Firstly, disqualification is a
very serious matter. In theory it does not prevent the director
form going back into business as a sole trader but in practice
it may make it very difficult for him to earn a living. A
finding that a director was unfit carries with it a mandatory
2 year period of disqualification and it does not matter that
the unfortunate conduct in question happened several years
before and it had taken the intervening period for the Department
of Trade to wind itself up to bring the proceedings and that
since then the director has gone on to run a prosperous business.
The trouble with mandatory sentences, as was found when the
mandatory sentence for sheep stealing was death and no doubt
will also be found under the new mandatory sentences which
the Government proposes to introduce, is that the sentence
is too harsh, it will be very reluctant to convict at all.
Secondly, where the law does not
require any kind of qualification for becoming a director,
it is not easy to fix an ex-post facto standard of competence
for disqualification.
Thirdly, the process by which people
land up at the receiving end of an application for disqualification
is bound to be fairly arbitrary.
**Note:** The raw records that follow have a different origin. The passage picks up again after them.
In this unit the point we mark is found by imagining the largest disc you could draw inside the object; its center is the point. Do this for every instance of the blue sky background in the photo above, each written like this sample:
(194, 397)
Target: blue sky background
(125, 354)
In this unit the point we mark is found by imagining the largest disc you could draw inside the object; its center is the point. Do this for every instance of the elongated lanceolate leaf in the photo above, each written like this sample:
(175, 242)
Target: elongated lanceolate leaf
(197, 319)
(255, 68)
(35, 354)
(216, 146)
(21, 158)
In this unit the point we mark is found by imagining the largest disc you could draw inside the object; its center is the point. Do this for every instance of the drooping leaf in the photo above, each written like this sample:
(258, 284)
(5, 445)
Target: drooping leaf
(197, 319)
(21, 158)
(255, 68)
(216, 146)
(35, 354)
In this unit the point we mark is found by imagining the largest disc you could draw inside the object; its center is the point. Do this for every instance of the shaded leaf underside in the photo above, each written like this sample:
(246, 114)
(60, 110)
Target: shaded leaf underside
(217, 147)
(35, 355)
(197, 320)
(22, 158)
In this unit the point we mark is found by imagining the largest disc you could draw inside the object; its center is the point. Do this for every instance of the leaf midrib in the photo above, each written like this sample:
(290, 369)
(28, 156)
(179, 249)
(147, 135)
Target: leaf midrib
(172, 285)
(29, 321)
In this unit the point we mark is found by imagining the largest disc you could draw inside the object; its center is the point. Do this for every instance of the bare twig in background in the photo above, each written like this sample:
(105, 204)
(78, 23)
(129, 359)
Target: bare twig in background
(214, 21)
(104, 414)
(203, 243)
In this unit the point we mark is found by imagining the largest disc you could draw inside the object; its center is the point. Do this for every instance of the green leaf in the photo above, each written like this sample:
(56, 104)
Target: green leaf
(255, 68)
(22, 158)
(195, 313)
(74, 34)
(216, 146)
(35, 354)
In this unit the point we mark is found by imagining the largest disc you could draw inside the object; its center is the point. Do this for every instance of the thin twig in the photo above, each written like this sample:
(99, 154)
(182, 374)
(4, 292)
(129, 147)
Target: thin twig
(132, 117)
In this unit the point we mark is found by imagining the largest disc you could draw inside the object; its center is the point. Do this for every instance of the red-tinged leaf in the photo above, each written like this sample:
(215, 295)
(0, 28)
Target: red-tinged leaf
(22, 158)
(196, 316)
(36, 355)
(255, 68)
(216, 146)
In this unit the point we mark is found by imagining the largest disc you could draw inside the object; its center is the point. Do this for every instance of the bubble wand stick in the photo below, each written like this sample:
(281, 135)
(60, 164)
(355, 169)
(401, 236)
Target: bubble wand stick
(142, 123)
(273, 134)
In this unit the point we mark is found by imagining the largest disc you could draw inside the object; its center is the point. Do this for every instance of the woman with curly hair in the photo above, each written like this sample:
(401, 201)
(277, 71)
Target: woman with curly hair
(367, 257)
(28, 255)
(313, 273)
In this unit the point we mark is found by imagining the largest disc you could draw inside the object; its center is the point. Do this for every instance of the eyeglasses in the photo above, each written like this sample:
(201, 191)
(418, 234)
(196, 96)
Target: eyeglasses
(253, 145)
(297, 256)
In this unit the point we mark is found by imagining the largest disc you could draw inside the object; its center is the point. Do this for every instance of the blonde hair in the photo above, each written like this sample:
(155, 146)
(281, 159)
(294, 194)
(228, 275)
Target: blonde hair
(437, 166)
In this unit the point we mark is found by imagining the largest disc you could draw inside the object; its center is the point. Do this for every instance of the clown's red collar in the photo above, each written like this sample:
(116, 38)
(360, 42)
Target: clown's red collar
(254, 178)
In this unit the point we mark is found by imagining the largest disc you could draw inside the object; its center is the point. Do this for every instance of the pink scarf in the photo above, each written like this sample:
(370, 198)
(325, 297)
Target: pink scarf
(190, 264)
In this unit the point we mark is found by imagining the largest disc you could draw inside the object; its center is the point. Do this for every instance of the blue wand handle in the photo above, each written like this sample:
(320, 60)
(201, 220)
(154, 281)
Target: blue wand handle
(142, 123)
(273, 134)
It depends first of all upon
the directors incompetence having been followed by the insolvency
of the company. Whether or not this happens is very often
a matter of luck. A rise in the market can compensate for
the effect of some perfectly hair raising piece of incompetence.
One is very conscious of how thin is the line between success
leading to wealth and knighthood and failure leading to disqualification
or even imprisonment. Indeed, the defendants in the Guinness
case had landed on both the snakes and the ladders in the
course of their careers.
Fourthly, the disqualification
procedure is necessarily weighted against the defendants.
The applicants have all the resources of the State. The defendants,
as directors of insolvent companies, tend to be a bit short
of money and unless they are on legal aid they cannot afford
the considerable expense of instructing solicitors to defend
them. I had a case myself about a young printer whose company
had become insolvent and he decided to defend himself. He
struck me as honest and at least as intelligent as a number
of rich and successful businessmen who had given evidence
before me in the past. To his obvious astonishment. I dismissed
the summons.
So the cases under the Disqualification
Act are therefore directed to a special problem, that is to
say the abuse of limited liability. The points which they
raise are concerned mostly with fairness under the insolvency
law and the obligations of a businessman to his creditors
rather than general corporate government."